A good crowd rolled into Mareel for the final night of the Shetland International Guitar Festival. The name of the final performance – Shetland Guitar Heroes really ought to have given the game away, but few seemed to know what to expect from a lineup that included local artists Ewan Nowak, Arthur Nicholson, Alan McKay, and Robbie Walterson as well as festival curator Martin Taylor and his proteges.
As it was the event was underway with around 30 youngsters who are students at High Level Music – and the youngest of them were very young indeed.
The ensemble got underway with snatches of some old favourites like the Ferry Boat Song and Froggy Went a Courtin’ before the youngest bairns, who had captivated the audience with their enthusiasm, left the stage.
The intermediate group went on to entertain with Molly Malone, Love Me Tender and Skip To Ma Lou, ably prompted by Brian Nicholson of High Level.
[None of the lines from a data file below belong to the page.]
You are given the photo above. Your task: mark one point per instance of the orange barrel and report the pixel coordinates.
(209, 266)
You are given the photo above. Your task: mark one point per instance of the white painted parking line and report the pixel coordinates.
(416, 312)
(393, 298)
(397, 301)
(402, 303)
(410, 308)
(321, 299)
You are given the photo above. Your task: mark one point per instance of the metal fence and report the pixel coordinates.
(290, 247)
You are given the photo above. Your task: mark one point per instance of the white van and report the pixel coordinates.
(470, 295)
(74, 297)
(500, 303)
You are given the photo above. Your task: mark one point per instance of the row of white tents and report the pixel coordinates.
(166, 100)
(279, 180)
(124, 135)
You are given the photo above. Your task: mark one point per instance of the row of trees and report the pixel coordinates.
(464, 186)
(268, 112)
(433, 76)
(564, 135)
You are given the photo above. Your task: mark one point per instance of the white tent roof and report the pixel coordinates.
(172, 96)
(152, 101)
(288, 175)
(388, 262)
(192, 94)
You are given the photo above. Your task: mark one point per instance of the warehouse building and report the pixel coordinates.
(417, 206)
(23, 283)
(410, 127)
The “seniors” took over with more demanding songs like Day Tripper, Crossroads and Apache, this time with Arthur Nicholson on vocals and Archer Kemp keeping the whole thing steady on drums. 20 odd guitars backed by two basses on Crossroads was something to hear – a bit like Status Quo playing in a hall of acoustic mirrors.
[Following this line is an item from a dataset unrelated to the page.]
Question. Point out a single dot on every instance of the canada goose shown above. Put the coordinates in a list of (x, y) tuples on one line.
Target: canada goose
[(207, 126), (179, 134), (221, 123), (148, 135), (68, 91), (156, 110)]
Next, around half of Martin Taylor’s 24 guitar students, who had been on a three-day retreat with the maestro. The picks of these were probably Stewart from Tunbridge Wells, who duetted with Taylor, and Nora, all the way from LA, who joined them on stage with her lively fiddling.
But the main event of the night followed after the break when the serious business started with a line up of Novak and Nicholson on guitar, superbly backed by Peterson and Kemp. The generic metal-lite Summer Song was first track and played at formidable volume – despite that the sound was crystal clear with the instruments perfectly balanced.
Walterson took over the lead guitar for Hendrix’s Red House, and carved out a spine-tingling version of the “probably” best rock guitarist who has ever lived’s song. It was an awesome intro to the gig for the young Wast Sider.
Alan McKay joined the lineup for a self-penned number that could have been influenced by the Eagles, Fleetwood Mac and even Glen Campbell.
Fleedwood Mac’s Oh Well followed with Nicholson on lead before Peterson played a funky intro to the unexpected Get Lucky (thankfully better than Daft Punk’s original).
McKay then played a solo number, Land of Fire, on acoustic that sounded a bit like Norwegian Wood – if the Beetles song had been written by Nick Drake.
More classics followed including Stormy Monday and a Satriani number that gave Nowak licence to launch into some incredible, fast and furious fretwork.
Taylor, Nicholson Sr, and the whole shebang of retreat students took the stage for Sweet Georgia Brown, then trooped off again so the local guitar heroes could finish with Freddie King’s I’m Going Down.
Anyone who went to Mareel will have been poleaxed by the standard of musicianship on display – most of it courtesy of the local heroes.